People who think the mushrooming world of wannabe polemicists and their Web logs, or blogs, is merely a high-tech amusement should talk to Senator Trent Lott, the Mississippi Republican.
In Web lore, bloggers are credited with relentlessly drilling Senator Lott after he expressed segregation-tinged nostalgia for the Strom Thurmond presidential campaign, a story that the major news media initially missed. Mr. Lott was subsequently forced to quit as majority leader.
Beyond its power as a source of news and commentary, the Internet has proved itself to be the ultimate fund-raising tool. Bloggers can be crass and biased, but politicians no longer scoff at their rich online realm. Hence the red carpet at the conventions – at least for some of them.
The Democrats, needless to say, are already paying for their venturesome invitation. They received applications from 50 bloggers and later announced there was room for only 30. Conspiracy theories are already abounding on the blogs of the disinvited. Such is Web life. We do wonder whether a blogger’s buccaneer self-image will suffer from having to wear a garish credential necklace just to watch conventioneers as they mainly say, “Nice to see you!” to each other. Will bloggers be tamed into centrism? Or, like Mencken, will they gleefully report that the convention’s main speechmakers are “plainly on furlough from some home for extinct volcanoes”? Log on to find out.

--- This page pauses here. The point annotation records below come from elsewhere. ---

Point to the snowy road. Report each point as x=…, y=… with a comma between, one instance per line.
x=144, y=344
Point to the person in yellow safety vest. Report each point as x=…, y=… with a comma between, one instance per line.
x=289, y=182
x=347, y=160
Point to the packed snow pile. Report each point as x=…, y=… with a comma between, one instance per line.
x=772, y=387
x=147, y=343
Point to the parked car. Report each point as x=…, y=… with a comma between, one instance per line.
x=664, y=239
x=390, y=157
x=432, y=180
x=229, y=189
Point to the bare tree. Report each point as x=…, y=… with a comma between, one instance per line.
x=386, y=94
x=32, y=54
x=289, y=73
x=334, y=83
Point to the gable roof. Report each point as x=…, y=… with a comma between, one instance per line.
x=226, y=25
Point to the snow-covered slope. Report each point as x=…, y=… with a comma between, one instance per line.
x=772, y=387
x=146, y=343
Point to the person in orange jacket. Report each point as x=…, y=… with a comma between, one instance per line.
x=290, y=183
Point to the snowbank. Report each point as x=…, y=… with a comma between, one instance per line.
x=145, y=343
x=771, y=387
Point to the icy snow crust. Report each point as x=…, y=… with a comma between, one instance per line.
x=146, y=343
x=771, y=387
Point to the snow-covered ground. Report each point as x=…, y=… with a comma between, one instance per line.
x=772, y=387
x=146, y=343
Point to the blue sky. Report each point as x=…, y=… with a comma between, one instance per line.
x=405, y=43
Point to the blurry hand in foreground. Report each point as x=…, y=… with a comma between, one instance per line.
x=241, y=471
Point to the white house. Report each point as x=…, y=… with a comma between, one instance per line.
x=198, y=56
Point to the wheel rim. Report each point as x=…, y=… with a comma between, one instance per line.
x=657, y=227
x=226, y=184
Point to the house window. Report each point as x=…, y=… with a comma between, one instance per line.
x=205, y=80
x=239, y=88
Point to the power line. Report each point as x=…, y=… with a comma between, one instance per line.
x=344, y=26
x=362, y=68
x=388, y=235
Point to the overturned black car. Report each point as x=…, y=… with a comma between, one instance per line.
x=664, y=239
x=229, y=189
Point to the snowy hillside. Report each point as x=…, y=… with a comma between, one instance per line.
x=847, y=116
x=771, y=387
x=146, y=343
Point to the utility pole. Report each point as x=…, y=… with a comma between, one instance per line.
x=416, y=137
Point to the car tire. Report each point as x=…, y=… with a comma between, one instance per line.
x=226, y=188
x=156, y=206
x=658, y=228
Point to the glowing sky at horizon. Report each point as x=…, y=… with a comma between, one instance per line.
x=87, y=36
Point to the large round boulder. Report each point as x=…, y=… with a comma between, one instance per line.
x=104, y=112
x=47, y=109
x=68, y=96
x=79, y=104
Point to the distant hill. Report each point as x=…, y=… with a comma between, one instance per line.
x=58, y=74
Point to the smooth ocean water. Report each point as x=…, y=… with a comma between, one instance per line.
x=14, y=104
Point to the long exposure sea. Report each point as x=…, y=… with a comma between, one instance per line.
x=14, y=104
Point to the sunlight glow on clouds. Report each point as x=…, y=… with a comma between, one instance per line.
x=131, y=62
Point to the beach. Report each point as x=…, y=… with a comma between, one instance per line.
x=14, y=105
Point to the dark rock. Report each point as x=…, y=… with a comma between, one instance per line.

I am one of the bloggers chosen to cover the DNC, as noted here and at a number of my weblogs. I’ve going to set up a “conventionology” category at any of the weblogs where I might comment on the DNC and then pull together a single RSS feed with anything thus tagged. I’ll post the link to that single feed when it’s ready. (I have to either build it as a template in MT or generate it from PHP and mySQL directly – anyone want to help with the latter exercise?).
I don’t think my views will be tamed by this experience but I will try to report on everything I see and experience from the perspective of someone who does not come from inside the beltway.
Comments
One response to “Will convention bloggers be 'tamed into centrism'?”
Will there be a convocation of bloggers, or will the 30 or so basically be on their own? No way will the 30 bloggers be able to refer to one another on a consistent basis during the hectic proceedings.
What we’re likely to come out of this with, if there is no really determined effort to share among the bloggers, is a kaleidoscope of impressions, the Convention seen through the eyes of a fly. One thing you can say for the formal media, they’re everywhere — or seem to be — and have an integrated story to tell.
The bloggers will have the positive effect of challenging us readers to deal with complexity and more diverse points of view. My NetNews reader will be busy. I hope I and other readers can keep up with melange.